All of this, and the fact that Chris Pratt is problematic, is one of the many reasons why I never gave the Christmas Special a chance or watched Vol. 2 again. But after Vol. 3, I might have to go back and revisit this whole adventure and what it meant for Mantis’ character. Because I underestimated her drive, her values, and what role she plays in this group of misfits. She was subdued in Vol. 2 because it’s what Ego taught her to be or what he allowed her to be. When the Guardians came around, it was an opportunity to break free of that completely. And it’s to my own detriment that I missed out on the Christmas Special and how she blossomed before Vol. 3.
By Vol. 3, Mantis has come into her own. And everything that Ego taught her or made her feel like she needed to be is gone. She’s mischievous, pranking Drax and being delighted when he gets all grumbly. Oh and don’t forget how she took down those guards in the meat station thingie. Iconic. She’s outspoken, telling Nebula that she can’t talk to others in a manner that disrespects anyone on their team. And she tries her best at every turn without letting anyone walk all over her. Mantis even goes as far as understanding, not taming, those big hulking beasts who the High Evolutionary absolutely created to cause mayhem and pain. She freed her friends from the impossible situation they were in and she did it in a way that didn’t take away from who she is.

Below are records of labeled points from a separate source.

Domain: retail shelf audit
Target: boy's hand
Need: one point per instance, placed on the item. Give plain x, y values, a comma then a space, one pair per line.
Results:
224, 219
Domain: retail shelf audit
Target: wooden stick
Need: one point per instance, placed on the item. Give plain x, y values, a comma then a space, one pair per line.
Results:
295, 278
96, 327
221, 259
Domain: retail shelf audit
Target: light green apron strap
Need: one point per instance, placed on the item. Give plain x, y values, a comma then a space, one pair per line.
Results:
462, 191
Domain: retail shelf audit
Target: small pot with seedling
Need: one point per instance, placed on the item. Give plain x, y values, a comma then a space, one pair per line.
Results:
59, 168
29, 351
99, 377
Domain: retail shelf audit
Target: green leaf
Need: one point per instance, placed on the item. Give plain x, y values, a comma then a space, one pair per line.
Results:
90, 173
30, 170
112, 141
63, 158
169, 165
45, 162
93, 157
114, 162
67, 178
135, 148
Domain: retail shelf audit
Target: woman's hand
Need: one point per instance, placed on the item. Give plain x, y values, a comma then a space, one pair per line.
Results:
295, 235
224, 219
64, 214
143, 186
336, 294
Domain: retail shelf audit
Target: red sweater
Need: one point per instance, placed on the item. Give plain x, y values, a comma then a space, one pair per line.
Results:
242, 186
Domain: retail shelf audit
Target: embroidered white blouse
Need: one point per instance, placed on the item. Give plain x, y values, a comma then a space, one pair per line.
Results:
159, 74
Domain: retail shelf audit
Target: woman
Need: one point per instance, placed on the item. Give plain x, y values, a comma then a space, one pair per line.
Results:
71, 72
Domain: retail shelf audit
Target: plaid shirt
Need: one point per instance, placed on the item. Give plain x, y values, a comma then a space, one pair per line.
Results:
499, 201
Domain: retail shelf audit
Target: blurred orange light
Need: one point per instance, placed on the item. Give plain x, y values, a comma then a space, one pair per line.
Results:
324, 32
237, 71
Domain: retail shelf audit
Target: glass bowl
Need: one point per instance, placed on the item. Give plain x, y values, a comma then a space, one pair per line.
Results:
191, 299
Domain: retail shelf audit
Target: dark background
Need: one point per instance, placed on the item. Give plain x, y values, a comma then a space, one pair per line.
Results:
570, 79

In the end, when Mantis decided to leave Nowhere and the Guardians, she was doing it because she knows she has a home. She has family. She has friends. And because of them, she has flourished into who she is now. But it’s time to take it a step further and explore the universe with her new companions. It’s time for her to chart the course of her life on her own terms and maybe find out some new things about herself with the knowledge she has somewhere to go back to. And who knows, maybe she’ll find more of her kind and unlock powers within herself she didn’t even know she was capable of. Or maybe she can guide others with similar powers to use their abilities for good. And for a tiny bit of mischief, of course.
Basically, I should’ve trusted the process when it came to Mantis. Because even though I probably won’t see her for a while, I miss her already. I want to know what she’s up to. I want to know what world’s she saved, all the ass-kicking she’s absolutely going to do, and the people that she is going to change along the way. Because Mantis is an unstoppable force of good, mischief, love, family, and honesty that we need to see more of in Marvel. Hell, I wouldn’t mind even being her friend. And I never think that about the characters I connect with through the media I consume. There’s always that wall. But Mantis? She’s a ride-or-die kind of baddie that will hit you with hard truths while acknowledging the delights and wonders of life.
That’s someone worth knowing. And why I hope Mantis eventually returns to the MCU.
Guardians of the Galaxy Vol. 3 is now in theaters.